Accurate diagnosis of ocular surface diseases is critical in optometry and ophthalmology,
which hinge on integrating clinical data sources (e.g., meibography imaging and clinical metadata).
Traditional human assessments lack precision in quantifying clinical observations, while current
machine-based methods often treat diagnoses as multi-class classification problems,
limiting the diagnoses to a predefined closed-set of curated answers without reasoning
the clinical relevance of each variable to the diagnosis. To tackle these challenges,
we introduce an innovative multi-modal diagnostic pipeline (MDPipe) by employing large
language models (LLMs) for ocular surface disease diagnosis.

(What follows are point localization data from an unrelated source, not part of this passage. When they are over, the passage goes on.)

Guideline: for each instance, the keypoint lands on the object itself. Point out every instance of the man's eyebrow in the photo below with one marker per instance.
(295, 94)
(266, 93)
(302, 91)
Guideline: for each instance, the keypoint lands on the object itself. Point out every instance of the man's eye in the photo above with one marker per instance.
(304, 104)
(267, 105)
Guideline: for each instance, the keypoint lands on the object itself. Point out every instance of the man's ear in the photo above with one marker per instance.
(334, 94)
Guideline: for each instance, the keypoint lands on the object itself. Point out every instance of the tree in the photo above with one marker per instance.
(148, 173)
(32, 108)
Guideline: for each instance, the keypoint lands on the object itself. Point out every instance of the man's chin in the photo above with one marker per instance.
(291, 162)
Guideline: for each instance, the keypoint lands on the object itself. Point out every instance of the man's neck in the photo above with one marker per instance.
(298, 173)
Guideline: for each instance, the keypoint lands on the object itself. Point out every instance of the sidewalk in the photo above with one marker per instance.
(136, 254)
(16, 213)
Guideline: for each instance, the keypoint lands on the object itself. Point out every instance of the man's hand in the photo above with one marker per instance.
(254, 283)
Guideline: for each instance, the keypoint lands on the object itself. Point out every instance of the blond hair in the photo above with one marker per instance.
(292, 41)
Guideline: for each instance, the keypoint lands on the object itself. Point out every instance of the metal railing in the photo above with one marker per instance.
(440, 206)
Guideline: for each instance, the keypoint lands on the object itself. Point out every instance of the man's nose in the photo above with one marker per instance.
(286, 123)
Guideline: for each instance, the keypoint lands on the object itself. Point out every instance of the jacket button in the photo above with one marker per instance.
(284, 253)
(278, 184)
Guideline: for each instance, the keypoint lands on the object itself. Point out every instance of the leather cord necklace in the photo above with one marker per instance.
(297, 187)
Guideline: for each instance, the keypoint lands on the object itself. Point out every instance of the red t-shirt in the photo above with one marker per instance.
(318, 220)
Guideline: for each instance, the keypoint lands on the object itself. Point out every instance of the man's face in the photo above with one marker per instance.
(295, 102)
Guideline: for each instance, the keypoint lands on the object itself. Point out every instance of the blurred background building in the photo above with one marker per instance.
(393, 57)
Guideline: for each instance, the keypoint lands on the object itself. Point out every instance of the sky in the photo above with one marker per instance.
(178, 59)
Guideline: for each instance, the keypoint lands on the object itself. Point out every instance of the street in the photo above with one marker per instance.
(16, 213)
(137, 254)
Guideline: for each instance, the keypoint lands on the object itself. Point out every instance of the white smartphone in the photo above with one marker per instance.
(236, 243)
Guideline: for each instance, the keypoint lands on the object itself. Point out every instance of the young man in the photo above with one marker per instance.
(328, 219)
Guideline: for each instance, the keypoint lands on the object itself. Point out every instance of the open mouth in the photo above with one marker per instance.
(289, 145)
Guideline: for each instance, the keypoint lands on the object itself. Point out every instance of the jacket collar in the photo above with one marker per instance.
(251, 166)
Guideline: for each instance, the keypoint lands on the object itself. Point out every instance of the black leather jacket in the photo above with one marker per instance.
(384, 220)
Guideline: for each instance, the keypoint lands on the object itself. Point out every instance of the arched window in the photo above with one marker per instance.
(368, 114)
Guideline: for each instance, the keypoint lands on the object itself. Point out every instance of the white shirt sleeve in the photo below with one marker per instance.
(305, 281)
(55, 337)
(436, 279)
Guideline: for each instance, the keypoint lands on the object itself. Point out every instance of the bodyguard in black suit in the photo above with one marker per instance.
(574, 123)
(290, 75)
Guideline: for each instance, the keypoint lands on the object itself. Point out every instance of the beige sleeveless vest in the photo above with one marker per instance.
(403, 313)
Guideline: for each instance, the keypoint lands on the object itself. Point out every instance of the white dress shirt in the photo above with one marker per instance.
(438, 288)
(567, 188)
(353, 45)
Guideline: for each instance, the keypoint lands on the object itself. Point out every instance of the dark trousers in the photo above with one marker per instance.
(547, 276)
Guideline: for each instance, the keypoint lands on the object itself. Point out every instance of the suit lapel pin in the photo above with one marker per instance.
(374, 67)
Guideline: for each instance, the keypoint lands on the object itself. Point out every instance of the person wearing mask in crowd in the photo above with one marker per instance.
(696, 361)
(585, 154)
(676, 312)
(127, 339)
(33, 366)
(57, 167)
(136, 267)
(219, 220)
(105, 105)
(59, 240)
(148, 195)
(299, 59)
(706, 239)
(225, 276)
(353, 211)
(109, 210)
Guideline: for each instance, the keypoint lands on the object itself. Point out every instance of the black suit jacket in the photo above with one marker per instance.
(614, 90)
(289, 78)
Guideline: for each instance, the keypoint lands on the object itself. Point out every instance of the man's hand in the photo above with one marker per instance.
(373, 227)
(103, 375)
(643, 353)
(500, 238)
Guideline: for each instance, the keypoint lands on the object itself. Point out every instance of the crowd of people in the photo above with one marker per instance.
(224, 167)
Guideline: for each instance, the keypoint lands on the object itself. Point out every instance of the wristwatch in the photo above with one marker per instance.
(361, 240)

We first employ a visual translator to interpret meibography images by converting them
into quantifiable morphology data, facilitating their integration with clinical metadata
and enabling the communication of nuanced medical insight to LLMs. To further advance this
communication, we introduce a LLM-based summarizer to contextualize the insight from the
combined morphology and clinical metadata, and generate clinical report summaries.
Finally, we refine the LLMs' reasoning ability with domain-specific insight
from real-life clinician diagnoses. Our evaluation across diverse ocular surface disease
diagnosis benchmarks demonstrates that MDPipe outperforms existing standards, including GPT-4,
and provides clinically sound rationales for diagnoses.